A friend of mine put it best: the morning after the election, you could almost feel a great sigh of relief rising up from the country.
The polls had shown widespread dissatisfaction with Republicans in Washington, particularly with the Bush administration, but it was hard to hope. Polls can be wrong. TV ads work. All politics is local.
In the end, independents and many Republicans (conservatives as well as moderates) had had enough, and they joined Democrats to take the House and the Senate away from the Bush administration and its supporters.
In our house, there were no cheers. Only relief.
And I haven't heard cheers from the people I've talked to and heard from since election night. Only relief.
Maybe the pols in the Democratic Party are cheering. Maybe they've been slapping hands and plotting retribution. But the people I've talked to and heard from have simply been relieved: relieved that there's a repudiation of the Bush policies, and that there'll be a check on the Bush madness.
Lord knows there's plenty to check, and plenty to do. There's the nomination of Iran-Contra veteran Robert Gates to become Secretary of State. (War critic Joe Biden, saying he'll vote for Gates, explained to the New York Times: "To put it very, very bluntly, as long as he's not there, Rumsfeld is there.") There's energy, and health care, and fiscal responsibility, and the protection of Americans' individual rights.
But looming over them all is Iraq. Within the next few weeks, the Iraq Study Group will make its recommendations. The Bush administration may be looking for cover from it, but it's unlikely that the committee will come up with something that other people haven't already proposed. The response will be up to the Bush administration. And then we'll see just how much change we're getting from the change at Defense.
Meantime, the horror in Iraq goes on. Day after day, more killings, more kidnappings, more torture.
The tragedy is that we created all this. We put Iraqis in the midst of this horror, so we should deliver them from it. But we cannot. There is no good way out.
And the people who will bear almost all of the pain are the Iraqis.
We have lost precious young men and women of our own in this war, and the Bush administration --- not Donald Rumsfeld, the Bush administration --- bears the burden of responsibility for that. But as searingly painful as each of those losses is, the pain in Iraq is worse. The pain for Iraqi families is unimaginable.
It is our fault, and none of us can turn away from that. The people who approved the Iraq war --- and much of what has come since --- were elected by the public, presumably, fairly (the first Bush victory excepted).
And so the blame is ours.
On another note: what do you suppose is the matter with Upstate New York? Voters in many parts of the country knew this was a referendum on the Bush administration. Not us. We're blithely sending back to Congress three Republicans who have marched right alongside the president. One of them was in charge of getting Republicans elected to the House.
And I'm still befuddled about the Democrat and Chronicle's endorsements. The daily's editorial-page editors did manage to go for Eric Massa over Randy Kuhl. Maybe that's because Kuhl's a relative newcomer. But they embraced Jim Walsh and Tom Reynolds --- in large part, apparently, because of the goodies they send this way from Washington.
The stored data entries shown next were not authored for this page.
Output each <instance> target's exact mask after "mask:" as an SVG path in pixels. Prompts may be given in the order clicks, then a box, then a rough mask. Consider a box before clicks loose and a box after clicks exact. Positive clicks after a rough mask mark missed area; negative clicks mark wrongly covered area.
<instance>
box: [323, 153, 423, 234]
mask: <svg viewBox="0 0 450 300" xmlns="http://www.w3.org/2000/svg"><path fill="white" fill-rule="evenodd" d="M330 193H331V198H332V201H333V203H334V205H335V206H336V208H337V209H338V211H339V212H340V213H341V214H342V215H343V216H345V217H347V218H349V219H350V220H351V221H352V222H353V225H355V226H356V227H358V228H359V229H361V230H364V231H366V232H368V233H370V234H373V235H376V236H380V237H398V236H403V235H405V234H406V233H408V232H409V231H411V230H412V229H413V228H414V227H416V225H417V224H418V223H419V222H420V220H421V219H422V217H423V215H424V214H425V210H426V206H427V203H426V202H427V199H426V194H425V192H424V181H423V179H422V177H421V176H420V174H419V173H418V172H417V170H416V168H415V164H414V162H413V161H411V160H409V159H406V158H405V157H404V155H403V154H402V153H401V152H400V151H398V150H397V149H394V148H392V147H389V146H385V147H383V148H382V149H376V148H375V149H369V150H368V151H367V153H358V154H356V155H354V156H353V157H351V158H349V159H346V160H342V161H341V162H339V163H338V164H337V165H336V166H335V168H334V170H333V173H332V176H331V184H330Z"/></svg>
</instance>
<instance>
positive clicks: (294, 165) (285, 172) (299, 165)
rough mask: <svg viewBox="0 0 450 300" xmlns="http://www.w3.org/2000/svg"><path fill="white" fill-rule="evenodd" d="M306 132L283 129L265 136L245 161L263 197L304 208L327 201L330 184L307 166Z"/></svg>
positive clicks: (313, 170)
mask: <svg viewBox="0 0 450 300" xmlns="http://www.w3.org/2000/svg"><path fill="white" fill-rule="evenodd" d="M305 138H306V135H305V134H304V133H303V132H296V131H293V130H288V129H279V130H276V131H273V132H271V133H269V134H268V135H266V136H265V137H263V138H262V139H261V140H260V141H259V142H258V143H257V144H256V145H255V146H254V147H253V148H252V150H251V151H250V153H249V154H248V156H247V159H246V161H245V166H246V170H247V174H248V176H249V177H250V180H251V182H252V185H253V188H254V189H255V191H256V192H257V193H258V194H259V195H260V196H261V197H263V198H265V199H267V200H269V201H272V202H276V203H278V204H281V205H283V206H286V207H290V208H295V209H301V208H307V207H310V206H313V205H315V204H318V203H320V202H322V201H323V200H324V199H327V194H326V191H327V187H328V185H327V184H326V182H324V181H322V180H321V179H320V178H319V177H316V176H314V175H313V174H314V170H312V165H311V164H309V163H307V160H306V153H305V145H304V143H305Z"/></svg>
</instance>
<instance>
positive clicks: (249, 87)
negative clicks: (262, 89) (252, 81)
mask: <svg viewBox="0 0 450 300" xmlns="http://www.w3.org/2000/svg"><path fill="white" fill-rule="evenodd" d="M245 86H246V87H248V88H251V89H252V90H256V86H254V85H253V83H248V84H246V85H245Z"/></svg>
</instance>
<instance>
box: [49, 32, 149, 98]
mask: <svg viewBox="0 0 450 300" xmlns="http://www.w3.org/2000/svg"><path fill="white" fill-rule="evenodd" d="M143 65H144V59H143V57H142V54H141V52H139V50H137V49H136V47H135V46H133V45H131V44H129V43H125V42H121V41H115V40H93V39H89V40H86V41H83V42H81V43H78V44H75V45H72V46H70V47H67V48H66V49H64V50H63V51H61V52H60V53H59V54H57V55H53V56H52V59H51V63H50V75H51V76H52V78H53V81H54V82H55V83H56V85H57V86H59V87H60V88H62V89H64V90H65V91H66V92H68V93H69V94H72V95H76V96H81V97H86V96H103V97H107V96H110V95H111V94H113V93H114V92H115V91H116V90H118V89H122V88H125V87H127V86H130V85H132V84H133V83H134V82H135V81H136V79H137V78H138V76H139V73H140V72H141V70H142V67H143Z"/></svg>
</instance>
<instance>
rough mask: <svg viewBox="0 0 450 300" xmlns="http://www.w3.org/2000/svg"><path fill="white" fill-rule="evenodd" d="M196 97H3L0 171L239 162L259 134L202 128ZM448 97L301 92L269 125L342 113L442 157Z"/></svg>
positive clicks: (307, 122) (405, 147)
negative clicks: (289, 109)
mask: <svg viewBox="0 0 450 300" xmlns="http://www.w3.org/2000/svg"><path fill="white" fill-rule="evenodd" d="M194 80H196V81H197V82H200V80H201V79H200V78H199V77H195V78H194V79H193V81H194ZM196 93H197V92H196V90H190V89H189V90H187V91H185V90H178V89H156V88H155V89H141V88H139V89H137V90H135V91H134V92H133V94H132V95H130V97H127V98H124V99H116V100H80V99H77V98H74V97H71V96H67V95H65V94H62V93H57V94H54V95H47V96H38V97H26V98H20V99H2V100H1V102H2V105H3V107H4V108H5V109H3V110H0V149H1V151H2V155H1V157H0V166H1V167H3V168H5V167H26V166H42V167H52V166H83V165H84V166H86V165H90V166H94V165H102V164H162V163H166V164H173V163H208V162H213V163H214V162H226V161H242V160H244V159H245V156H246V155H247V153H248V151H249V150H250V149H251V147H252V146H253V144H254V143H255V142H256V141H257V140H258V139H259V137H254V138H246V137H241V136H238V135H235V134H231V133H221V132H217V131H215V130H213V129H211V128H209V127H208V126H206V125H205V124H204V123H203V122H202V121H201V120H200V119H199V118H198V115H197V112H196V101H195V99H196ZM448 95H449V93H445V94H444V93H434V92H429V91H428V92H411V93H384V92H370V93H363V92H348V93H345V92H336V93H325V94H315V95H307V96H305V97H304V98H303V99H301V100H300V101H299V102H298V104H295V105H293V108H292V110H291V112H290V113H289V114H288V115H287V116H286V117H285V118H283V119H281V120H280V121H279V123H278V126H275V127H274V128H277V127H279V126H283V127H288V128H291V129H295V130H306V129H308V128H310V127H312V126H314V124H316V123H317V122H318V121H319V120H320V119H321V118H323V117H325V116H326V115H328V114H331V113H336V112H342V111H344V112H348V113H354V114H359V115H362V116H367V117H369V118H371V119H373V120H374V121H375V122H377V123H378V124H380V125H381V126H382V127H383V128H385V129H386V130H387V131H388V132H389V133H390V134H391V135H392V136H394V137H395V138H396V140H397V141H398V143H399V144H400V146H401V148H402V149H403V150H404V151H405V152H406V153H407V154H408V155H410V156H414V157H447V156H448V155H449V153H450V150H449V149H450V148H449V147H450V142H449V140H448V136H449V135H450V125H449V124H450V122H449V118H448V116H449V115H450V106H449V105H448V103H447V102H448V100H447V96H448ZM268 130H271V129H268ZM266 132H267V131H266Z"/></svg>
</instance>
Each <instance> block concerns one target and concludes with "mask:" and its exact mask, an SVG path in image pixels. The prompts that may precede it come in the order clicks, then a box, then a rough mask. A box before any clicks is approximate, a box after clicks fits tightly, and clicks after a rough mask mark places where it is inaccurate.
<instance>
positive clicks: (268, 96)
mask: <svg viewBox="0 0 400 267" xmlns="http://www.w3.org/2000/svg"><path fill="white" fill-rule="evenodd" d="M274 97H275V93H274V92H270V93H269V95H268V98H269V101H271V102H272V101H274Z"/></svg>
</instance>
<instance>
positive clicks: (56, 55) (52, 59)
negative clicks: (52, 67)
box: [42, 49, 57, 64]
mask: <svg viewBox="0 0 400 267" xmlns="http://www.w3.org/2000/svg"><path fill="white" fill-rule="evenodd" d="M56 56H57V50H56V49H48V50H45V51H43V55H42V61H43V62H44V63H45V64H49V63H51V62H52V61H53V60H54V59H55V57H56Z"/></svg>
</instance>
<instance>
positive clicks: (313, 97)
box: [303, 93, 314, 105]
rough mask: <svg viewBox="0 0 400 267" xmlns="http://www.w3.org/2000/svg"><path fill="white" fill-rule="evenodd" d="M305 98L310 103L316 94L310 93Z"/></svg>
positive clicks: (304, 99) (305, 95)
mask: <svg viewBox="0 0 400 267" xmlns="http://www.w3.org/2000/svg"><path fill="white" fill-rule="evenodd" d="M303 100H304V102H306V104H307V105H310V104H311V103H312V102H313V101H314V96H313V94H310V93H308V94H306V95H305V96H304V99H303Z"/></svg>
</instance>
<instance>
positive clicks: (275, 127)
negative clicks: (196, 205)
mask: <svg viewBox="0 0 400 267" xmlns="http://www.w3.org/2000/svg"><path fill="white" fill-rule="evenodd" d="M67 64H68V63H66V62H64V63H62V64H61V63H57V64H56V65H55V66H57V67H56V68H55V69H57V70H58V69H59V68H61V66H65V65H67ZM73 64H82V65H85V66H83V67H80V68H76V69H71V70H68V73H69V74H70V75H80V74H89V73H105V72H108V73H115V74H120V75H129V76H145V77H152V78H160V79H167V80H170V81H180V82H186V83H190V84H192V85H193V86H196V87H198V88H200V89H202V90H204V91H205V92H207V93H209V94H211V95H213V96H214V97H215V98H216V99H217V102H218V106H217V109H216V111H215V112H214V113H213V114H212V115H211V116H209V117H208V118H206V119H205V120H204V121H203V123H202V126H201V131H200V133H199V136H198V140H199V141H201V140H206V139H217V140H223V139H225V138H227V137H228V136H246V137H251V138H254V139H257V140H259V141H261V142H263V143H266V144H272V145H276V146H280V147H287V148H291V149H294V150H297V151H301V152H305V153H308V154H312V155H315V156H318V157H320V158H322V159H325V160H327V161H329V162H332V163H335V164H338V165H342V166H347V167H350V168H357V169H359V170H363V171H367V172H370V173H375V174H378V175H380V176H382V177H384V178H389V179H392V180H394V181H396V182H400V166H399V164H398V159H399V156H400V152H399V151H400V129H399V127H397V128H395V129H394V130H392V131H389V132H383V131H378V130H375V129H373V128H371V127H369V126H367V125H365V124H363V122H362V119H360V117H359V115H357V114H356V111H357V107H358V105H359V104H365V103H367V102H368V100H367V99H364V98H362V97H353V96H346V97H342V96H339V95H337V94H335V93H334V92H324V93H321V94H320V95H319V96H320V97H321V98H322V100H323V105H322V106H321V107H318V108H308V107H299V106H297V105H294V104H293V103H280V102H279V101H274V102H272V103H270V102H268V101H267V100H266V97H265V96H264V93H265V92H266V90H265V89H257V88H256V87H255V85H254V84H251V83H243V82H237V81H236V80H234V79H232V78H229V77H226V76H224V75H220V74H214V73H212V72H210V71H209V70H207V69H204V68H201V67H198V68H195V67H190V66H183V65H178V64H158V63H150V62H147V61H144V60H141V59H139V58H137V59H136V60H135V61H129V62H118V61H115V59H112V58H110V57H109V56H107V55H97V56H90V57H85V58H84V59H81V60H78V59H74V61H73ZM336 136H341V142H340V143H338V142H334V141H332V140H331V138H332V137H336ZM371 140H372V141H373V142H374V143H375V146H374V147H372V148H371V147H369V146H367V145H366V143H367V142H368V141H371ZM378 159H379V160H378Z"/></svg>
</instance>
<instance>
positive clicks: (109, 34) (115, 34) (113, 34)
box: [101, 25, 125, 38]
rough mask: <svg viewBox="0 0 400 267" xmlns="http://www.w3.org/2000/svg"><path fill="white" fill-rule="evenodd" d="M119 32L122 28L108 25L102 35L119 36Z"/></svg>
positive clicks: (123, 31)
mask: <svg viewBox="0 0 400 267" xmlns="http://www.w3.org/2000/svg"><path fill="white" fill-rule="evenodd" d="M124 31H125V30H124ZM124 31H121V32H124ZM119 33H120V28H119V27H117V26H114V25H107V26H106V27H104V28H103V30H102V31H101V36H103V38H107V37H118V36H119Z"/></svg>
Obviously pork is a more serious concern than the war, torture, and attacks on the Bill of Rights.
At least the ads will stop. Campaign reform is one of the most important issues facing the country, but concern about it will fade until the next onslaught. It's not just the tone of this particular election, bad as that was. It's the amount of money spent: $2.6 billion on Congressional campaigns, according to the latest report I saw. Think what the country could do with that.
On election night, CNN's Lou Dobbs launched into a tirade. "Obscene," he growled. Yes, indeed. Take the influence-buying that is the purpose of campaign donations and add the simplistic, distorted, emotional appeal of the campaign ads, and you have an attack on democracy of major proportions.